La construction du nid est un travail commun qui est effectué assez rapidement et après quelques jours de nouveaux œufs sont pondus. Parfois quand la perte de la couvée est due à une inondation inopinée, l’échasse ne manque pas de profiter, après le retrait des eaux, de la plateforme sur laquelle le précédent nid était installé en ajoutant de nouveaux matériaux à ceux restant. La maturité sexuelle est atteinte la deuxième année mais en général le choix du partenaire et l’accouplement ne se produisent que la troisième année.

Pendant ces années l’Echasse blanche subadulte peut rester dans les quartiers d’hivernage ou bien suivre les couples nicheurs dans leur aire de reproduction, où ces juvéniles sont souvent la cause des fréquentes querelles, courantes chez ces oiseaux.

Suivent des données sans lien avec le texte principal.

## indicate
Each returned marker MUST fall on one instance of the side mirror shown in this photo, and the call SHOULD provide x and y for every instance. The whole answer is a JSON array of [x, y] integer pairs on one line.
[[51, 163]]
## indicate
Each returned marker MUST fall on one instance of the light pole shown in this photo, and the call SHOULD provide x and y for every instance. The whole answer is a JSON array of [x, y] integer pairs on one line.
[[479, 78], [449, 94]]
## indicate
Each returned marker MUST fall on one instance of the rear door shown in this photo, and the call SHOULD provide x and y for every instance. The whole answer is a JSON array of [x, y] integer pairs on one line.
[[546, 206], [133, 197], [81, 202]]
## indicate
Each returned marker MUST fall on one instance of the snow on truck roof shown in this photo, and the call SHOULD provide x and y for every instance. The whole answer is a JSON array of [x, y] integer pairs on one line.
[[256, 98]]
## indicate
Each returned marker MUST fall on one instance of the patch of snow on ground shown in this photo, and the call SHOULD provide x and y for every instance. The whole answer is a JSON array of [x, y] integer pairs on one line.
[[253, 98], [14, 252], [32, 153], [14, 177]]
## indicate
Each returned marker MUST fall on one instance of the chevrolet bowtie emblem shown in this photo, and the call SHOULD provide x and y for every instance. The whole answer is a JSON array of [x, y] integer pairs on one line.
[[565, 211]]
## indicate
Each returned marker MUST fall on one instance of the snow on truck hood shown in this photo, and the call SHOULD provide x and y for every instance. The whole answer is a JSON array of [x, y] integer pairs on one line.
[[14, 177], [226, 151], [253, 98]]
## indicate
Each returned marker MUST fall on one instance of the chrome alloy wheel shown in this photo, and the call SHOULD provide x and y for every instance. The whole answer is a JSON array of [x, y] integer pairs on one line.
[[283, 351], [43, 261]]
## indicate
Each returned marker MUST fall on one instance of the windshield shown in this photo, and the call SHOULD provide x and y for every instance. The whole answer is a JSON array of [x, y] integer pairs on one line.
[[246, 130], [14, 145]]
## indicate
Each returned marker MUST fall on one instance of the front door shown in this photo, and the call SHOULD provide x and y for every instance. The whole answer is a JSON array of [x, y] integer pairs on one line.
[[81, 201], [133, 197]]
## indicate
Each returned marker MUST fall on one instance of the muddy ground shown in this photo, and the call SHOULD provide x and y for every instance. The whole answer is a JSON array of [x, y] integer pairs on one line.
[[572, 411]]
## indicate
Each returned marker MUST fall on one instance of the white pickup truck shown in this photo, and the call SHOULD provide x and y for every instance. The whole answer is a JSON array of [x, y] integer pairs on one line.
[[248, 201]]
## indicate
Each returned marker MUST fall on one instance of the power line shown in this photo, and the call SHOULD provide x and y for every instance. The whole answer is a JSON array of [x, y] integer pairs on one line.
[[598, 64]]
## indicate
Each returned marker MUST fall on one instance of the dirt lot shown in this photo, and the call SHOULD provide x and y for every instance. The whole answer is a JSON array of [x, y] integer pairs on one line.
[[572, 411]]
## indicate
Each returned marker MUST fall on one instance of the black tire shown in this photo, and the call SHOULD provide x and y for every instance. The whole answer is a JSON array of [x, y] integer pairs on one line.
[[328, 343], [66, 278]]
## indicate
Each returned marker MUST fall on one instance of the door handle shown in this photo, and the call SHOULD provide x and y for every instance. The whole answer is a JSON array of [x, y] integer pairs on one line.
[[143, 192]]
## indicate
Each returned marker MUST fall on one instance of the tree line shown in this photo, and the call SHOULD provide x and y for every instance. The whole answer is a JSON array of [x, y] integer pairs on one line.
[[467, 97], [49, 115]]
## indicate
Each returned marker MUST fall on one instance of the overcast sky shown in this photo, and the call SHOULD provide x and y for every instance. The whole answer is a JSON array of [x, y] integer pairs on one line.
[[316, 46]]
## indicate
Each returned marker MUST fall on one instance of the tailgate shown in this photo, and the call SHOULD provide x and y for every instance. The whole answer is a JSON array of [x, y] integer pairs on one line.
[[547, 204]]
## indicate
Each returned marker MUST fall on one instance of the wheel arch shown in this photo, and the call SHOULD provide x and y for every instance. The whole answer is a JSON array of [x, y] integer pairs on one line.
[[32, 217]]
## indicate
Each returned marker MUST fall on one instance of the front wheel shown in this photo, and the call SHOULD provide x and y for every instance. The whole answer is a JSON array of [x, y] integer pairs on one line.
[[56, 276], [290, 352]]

Beaucoup de juvéniles ayant pris leur indépendance, après une période initiale d’errance entre les diverses colonies, s’agrègent souvent à d’autres groupes familiaux créant des regroupements qui s’avèreront essentiels lors des longues migrations. Cette espèce est en forte expansion surtout dans toutes les aires septentrionales, en conséquence, elle n’est donc pas considérée comme espèce à risque. C’est de toute façon une espèce particulièrement protégée dans toute l’Europe.

Synonyme

Charadrius himantopus – Linnaeus, 1758.